The obsession with the apocalypse and the foreboding end of the world as we know it came to the attention of a Charlottesville financial advisor, David John Marotta, who described in last Sunday's Daily Progress how an off-hand remark on one of his blog posts ended up being distorted in a game of Internet telephone and, because of this distortion, ended up with a link to his post on the Drudge Report, bringing him a cascade of traffic and new visitors to his web site.

Marotta's December 11 blog post about preparing for possible emergencies is what stirred this apocalyptic pot. As he explains it,
Paul Bedard of the Washington Examiner picked up the story first in his Dec. 26 Washington Secrets column titled, "Be prepared: Wall Street advisor recommends guns, ammo for protection in collapse."

Three parts of the headline are misleading.

I am not a Wall Street advisor; I am in Charlottesville. My only connection to Wall Street is having my photo taken at the Bull and eating at the Deli. The article does mildly clarify, describing me as a "Wall Street expert" — true if that means investment advisor. However, future articles referencing Bedard's article were misled by this description.

Furthermore, I did not exactly recommend guns and ammo. I suggested that two-dozen items on the list are more important. This is mentioned in the article when Bedard quotes me as saying, "Firearms are the last item on the list, but they are on the list."

I did not suggest there would be a collapse.

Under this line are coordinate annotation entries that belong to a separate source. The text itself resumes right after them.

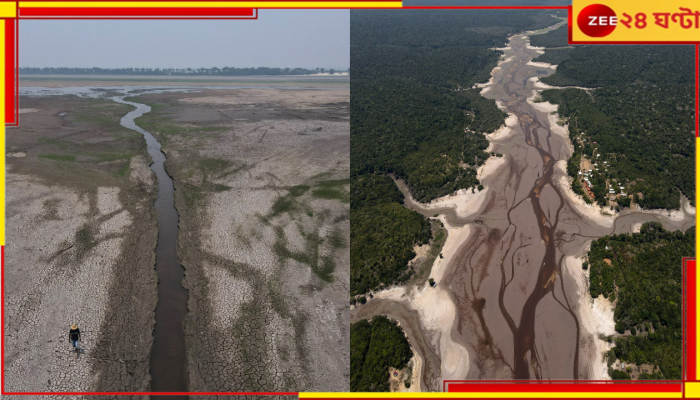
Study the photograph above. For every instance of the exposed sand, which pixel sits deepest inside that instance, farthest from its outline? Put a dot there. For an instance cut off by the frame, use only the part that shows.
(596, 317)
(542, 65)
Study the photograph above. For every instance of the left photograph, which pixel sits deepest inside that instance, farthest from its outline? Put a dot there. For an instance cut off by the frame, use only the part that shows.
(177, 207)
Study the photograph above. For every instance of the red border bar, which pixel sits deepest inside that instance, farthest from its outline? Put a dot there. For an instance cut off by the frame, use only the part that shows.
(690, 333)
(132, 12)
(583, 386)
(11, 75)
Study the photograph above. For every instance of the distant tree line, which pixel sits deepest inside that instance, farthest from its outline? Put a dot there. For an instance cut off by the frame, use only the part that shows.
(643, 272)
(225, 71)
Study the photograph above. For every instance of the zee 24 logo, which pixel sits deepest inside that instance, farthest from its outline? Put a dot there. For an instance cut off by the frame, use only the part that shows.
(598, 20)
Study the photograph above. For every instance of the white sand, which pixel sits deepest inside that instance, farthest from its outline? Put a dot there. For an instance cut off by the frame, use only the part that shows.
(553, 118)
(505, 130)
(596, 316)
(491, 165)
(590, 211)
(542, 65)
(464, 202)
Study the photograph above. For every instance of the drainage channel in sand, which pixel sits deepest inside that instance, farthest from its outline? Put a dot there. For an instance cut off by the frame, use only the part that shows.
(505, 299)
(168, 356)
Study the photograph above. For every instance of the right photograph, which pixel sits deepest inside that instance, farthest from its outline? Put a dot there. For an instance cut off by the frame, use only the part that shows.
(520, 207)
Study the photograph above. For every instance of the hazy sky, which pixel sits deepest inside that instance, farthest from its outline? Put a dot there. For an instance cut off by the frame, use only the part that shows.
(278, 38)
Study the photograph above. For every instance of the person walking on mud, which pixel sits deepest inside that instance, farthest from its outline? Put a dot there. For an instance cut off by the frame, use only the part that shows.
(74, 337)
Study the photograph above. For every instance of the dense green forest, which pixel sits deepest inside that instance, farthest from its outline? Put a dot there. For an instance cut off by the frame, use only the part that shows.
(639, 118)
(643, 272)
(382, 233)
(415, 115)
(374, 347)
(225, 71)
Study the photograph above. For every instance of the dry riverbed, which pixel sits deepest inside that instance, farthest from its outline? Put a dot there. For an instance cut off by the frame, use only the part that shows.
(261, 188)
(80, 237)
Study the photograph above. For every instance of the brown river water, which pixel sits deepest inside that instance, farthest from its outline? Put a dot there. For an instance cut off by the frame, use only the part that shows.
(514, 299)
(168, 355)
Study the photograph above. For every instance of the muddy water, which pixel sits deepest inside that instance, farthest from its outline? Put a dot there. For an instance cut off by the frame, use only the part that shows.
(510, 281)
(168, 358)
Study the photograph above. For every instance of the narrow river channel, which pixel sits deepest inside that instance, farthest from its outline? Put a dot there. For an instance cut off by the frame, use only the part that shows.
(168, 356)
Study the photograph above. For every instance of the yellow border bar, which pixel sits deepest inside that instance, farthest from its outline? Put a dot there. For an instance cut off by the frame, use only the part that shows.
(210, 4)
(494, 395)
(697, 251)
(692, 390)
(8, 9)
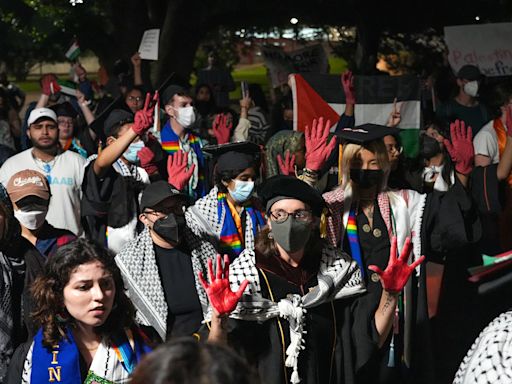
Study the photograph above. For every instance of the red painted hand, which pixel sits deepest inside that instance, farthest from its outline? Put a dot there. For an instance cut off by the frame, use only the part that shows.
(396, 274)
(317, 149)
(286, 166)
(144, 117)
(461, 147)
(147, 157)
(179, 176)
(222, 298)
(347, 81)
(222, 128)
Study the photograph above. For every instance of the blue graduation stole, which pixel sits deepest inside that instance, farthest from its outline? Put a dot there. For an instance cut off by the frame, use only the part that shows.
(60, 364)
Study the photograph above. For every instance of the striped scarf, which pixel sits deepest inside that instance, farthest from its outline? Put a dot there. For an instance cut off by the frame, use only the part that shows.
(171, 144)
(353, 240)
(230, 242)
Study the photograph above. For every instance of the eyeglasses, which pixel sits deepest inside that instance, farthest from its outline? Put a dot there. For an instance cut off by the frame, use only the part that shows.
(177, 210)
(392, 148)
(280, 215)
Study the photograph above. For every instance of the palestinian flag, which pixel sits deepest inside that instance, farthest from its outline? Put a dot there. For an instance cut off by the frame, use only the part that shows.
(317, 95)
(73, 52)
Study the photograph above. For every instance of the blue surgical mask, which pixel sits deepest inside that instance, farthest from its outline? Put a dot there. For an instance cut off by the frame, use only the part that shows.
(131, 152)
(242, 191)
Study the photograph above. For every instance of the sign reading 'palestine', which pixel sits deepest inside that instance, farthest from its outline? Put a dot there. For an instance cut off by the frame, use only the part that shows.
(316, 95)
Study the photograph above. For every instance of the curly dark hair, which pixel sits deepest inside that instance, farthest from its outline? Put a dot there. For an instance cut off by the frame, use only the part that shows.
(47, 291)
(186, 361)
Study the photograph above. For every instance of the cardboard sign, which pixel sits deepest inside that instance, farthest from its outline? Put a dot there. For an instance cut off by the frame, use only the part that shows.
(487, 46)
(148, 48)
(280, 64)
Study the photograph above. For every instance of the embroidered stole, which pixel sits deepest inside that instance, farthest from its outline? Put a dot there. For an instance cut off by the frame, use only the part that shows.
(230, 240)
(61, 363)
(501, 133)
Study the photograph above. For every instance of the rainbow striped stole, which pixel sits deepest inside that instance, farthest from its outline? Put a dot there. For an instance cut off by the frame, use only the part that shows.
(353, 240)
(229, 239)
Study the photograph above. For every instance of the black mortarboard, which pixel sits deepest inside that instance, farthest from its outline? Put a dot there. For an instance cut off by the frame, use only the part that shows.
(98, 125)
(365, 133)
(117, 117)
(170, 91)
(234, 156)
(65, 109)
(469, 72)
(157, 192)
(282, 187)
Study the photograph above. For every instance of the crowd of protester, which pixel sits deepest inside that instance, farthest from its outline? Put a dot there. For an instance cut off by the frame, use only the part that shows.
(172, 236)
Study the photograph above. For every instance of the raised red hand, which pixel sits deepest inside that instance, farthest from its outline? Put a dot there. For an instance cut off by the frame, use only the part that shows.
(461, 147)
(144, 117)
(147, 160)
(222, 298)
(286, 166)
(221, 128)
(347, 81)
(396, 274)
(317, 149)
(179, 175)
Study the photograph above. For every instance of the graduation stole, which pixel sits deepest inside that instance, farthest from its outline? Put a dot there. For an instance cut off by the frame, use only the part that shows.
(171, 144)
(125, 354)
(353, 240)
(61, 363)
(501, 133)
(230, 241)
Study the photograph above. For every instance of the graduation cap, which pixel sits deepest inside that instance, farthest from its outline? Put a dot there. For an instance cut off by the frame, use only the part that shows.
(366, 133)
(65, 109)
(98, 124)
(282, 187)
(233, 156)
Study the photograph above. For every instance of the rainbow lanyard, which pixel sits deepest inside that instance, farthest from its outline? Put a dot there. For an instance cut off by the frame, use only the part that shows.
(353, 240)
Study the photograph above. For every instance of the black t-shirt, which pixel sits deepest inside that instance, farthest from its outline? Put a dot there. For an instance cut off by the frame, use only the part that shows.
(177, 276)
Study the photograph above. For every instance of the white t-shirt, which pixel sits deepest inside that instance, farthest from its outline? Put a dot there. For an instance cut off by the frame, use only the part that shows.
(65, 176)
(486, 143)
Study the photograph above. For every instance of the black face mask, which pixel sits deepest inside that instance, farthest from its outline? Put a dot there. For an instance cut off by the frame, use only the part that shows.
(429, 147)
(170, 228)
(366, 178)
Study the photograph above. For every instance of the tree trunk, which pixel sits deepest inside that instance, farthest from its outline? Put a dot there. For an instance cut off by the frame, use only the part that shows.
(180, 37)
(368, 34)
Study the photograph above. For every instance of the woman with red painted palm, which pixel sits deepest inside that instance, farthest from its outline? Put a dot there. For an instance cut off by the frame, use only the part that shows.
(300, 319)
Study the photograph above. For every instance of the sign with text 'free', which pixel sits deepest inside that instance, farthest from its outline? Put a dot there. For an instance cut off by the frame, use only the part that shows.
(487, 46)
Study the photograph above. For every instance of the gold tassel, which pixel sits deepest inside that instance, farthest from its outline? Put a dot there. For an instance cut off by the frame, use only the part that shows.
(323, 223)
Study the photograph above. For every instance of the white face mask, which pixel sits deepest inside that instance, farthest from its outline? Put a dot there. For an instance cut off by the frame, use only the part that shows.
(471, 88)
(31, 220)
(186, 116)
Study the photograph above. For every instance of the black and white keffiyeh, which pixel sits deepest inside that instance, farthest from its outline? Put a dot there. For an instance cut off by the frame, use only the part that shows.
(137, 262)
(338, 278)
(489, 361)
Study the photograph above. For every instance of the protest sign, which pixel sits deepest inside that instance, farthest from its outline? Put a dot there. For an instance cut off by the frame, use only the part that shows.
(487, 46)
(148, 48)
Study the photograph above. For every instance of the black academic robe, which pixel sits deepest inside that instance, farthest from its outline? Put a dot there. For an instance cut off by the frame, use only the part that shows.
(340, 334)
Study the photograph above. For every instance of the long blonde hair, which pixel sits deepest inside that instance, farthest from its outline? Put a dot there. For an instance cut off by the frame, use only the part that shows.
(352, 151)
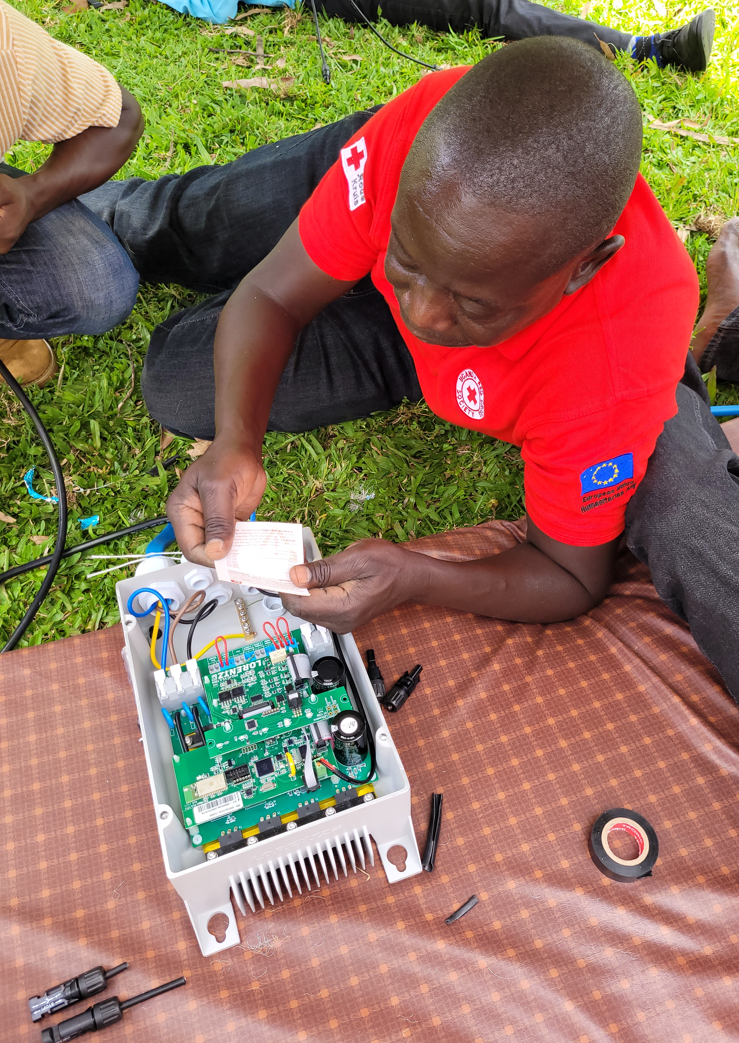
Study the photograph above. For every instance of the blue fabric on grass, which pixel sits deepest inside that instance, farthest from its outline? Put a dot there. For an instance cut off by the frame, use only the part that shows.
(218, 10)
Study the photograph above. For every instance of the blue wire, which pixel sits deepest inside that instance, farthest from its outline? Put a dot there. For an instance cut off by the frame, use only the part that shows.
(165, 608)
(162, 540)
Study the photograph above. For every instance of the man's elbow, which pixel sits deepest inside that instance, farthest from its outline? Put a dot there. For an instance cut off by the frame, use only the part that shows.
(131, 117)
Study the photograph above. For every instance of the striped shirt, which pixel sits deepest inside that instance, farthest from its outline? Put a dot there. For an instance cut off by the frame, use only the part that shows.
(49, 92)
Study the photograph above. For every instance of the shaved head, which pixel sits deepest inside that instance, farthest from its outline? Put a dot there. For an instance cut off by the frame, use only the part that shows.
(546, 128)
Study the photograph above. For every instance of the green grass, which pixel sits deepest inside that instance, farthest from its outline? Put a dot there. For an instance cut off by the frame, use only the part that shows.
(400, 475)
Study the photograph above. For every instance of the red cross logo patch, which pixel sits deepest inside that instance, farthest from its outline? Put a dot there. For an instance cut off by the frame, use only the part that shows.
(353, 159)
(470, 396)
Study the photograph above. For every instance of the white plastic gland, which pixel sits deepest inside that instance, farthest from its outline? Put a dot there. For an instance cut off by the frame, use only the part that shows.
(220, 591)
(198, 579)
(272, 606)
(170, 591)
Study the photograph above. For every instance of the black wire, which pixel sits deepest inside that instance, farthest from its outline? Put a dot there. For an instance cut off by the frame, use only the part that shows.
(203, 611)
(361, 710)
(325, 71)
(55, 556)
(387, 43)
(80, 548)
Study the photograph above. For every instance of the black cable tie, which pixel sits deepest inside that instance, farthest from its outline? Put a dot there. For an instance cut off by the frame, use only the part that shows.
(429, 852)
(463, 910)
(325, 71)
(55, 557)
(387, 43)
(90, 544)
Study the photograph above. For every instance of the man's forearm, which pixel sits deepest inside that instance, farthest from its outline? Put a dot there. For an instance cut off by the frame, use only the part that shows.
(85, 161)
(253, 341)
(521, 584)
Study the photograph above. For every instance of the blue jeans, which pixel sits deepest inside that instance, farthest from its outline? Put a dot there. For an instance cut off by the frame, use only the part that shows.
(206, 228)
(66, 274)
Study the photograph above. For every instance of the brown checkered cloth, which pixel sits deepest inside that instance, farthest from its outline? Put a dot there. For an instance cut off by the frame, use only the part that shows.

I had written in the first of the series, "There is the possibility of a precipitous decline, although a long and drawn out malaise is much more likely."

Bedard was accurate in stating, "Marotta said that many clients fear an end-of-the-world scenario. He doesn't agree with that outcome, but does with much of what has people worried."

The very popular Drudge Report picked up the story next and featured it above its banner: "Wall Street advisor recommend guns, ammo for protection in collapse." The original Washington Examiner article was also copied on multiple sites without comment. Over three days, we had a record 30,946 unique visitors to our two sites.
After suggesting that the viral nature of his otherwise non-descript blog post may reveal something about the changing mood of the country and a reversal of traditional left/right political roles, Marotta said the solution to this apocalyptic thinking may simply be to reduce the size and scope of government. This, he asserts, will have a calming effect on political tempers:
Moving in a more libertarian direction blends the concerns of the right and the left on the abuses of governmental involvement in everything from marriage to spying. A smaller government could focus on what we all agree is its rightful purpose.
Journal of Civil Defense - April 1981
The lesson I take from Marotta's experience isn't that I should emphasize libertarian ideas more. After all, I've been doing that for years, especially since the launch of this blog in December 2004.

Instead, I think I should draw more on my years in the civil defense movement -- years in which I rubbed shoulders with fallout shelter-builders, survivalists, nuclear physicists, and even TV's Ben Cartwright himself, actor Lorne Greene -- and write more about how to prepare for the coming apocalypse.  If I could do it in the 1980s, why not do it today?

Scary headlines that say "Grab your guns and gold and run for the hills!" may stimulate the kind of blog traffic that Marotta experienced, and -- one would hope -- a corresponding increase in advertising revenue (and maybe a few cray-cray comments to enhance our entertainment value).

The end of the world as we know it is more than just a song title. It's a way of life.

So -- grab your gas masks, stock up on Bitcoin, and bunker down in the nearest mountain. Rediscover your inner Boy Scout ("Be prepared!"). The eschaton is imminent and it begs for your enthusiastic participation.